Along with BIMSTEC leaders, India has also invited the leaders of two significant regions, namely Central Asia (President of Kyrgyz Republic and the current chair of Shanghai Cooperation Organisation (SCO) and Indian Ocean Region (Prime Minister of Mauritius). Indian Ocean Region (IOR) continues to remain at the periphery India’s strategic calculations. From the last decade, Central Asian nations have also been looking for viable partners particularly in economic and security sectors. India deep-rooted bonds with the Central Asian nations and sharing same interests in tackling radicalization and terrorism, curbing illicit trade and exploring opportunities for economic cooperation, provide perfect set to enhance and capitalize current partnership.
The island countries in the Indian Ocean are culturally inclined to India’s ethnically diverse background and with the icing of sub-continental geography; these have become the new home for Indian strategic and diplomatic interests. This maritime cooperation includes combating piracy, dealing with maritime emergencies, establishing a collaborative early warning system and providing prompt and disaster relief. India’s strategy towards the Blue Economy partners can be traced with the shift in the Indian Navy’s deployment patterns to dynamic ‘Mission Based Deployments’ to carry out anti-piracy patrol and provide humanitarian assistance when required and the concept of SAGAR (Security and Growth for All in the Region) is the most visible element in India’s evolving Indian Ocean Strategy.
China’s unprecedented rise in economic zone and security architecture has transformed the threat matrix for India. The country is challenging India’s interests in its immediate neighbourhood in multiple ways. Now, there is a need to make India more attractive and hospitable to draw investment especially in parallel to China. Thus, India has to come up with the appropriate measures to secure and safeguard its interest in the region.
In India, the COVID-19 diplomacy has seen the principle of “Vasudhaiva Kutumbakam” or “the world is one family” in action as PM Modi has reached out personally to extended neighbourhood and the countries hardest hit by the virus.

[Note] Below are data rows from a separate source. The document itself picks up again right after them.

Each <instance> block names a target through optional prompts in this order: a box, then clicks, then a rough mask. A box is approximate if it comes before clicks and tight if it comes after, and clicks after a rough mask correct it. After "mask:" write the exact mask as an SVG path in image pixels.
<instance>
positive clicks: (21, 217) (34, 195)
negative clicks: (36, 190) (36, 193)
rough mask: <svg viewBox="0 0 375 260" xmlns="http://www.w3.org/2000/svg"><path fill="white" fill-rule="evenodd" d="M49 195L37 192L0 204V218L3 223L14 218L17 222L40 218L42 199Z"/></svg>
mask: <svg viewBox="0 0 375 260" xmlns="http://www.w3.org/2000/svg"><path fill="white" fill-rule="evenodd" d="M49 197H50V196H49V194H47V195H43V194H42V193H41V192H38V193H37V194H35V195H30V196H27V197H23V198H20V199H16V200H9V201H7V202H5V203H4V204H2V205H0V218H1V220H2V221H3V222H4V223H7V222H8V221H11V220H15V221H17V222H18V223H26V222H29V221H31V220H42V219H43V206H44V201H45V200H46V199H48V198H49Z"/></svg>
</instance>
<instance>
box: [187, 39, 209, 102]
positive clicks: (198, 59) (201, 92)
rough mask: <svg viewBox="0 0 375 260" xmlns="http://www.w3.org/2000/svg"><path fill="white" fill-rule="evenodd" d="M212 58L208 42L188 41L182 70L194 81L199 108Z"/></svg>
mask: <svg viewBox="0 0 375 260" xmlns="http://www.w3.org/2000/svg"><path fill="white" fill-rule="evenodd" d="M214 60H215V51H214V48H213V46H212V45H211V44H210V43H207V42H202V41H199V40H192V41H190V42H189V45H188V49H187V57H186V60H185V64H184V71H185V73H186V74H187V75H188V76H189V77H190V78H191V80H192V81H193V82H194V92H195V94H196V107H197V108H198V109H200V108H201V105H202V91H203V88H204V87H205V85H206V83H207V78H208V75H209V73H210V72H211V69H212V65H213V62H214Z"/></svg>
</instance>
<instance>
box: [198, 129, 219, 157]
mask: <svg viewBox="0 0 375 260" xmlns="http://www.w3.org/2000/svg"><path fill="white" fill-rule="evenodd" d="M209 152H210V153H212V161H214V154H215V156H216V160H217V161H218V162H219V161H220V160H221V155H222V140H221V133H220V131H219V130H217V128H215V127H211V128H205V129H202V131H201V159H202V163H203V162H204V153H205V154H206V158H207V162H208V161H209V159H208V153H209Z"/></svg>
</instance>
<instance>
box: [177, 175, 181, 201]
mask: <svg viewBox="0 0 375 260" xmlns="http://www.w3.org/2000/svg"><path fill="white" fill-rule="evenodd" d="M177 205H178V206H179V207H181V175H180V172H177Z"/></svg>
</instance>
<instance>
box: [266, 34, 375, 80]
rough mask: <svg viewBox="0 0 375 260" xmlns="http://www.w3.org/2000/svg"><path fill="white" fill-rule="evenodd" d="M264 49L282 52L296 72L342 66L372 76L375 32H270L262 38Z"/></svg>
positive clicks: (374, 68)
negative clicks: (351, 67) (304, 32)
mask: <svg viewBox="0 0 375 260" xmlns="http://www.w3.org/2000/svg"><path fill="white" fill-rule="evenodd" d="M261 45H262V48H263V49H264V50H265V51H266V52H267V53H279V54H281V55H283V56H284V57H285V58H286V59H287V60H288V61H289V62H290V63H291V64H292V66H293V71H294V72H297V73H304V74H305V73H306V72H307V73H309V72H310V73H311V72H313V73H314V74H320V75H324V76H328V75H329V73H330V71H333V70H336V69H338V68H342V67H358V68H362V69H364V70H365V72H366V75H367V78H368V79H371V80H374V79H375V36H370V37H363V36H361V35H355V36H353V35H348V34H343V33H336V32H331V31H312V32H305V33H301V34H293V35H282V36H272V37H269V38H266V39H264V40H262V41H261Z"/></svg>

It includes evacuating Indians and the citizens of neighbouring countries from across the world, proactively supply of medical equipment and hydroxychloroquine to its neighbouring countries, also the creation of SAARC COVID-19 emergency fund. Moreover, India has sent medical experts in the neighbourhood to share their experiences and knowledge, conducted Vande Mataram Mission, exploration of digital space in the field of medical training, education and new avenues where the cooperation between the countries of the region is essential. With this ‘Medical Diplomacy’, has given the country the opportunity and strong vision to leverage its image as a credible development partner with the projection of soft power around the world.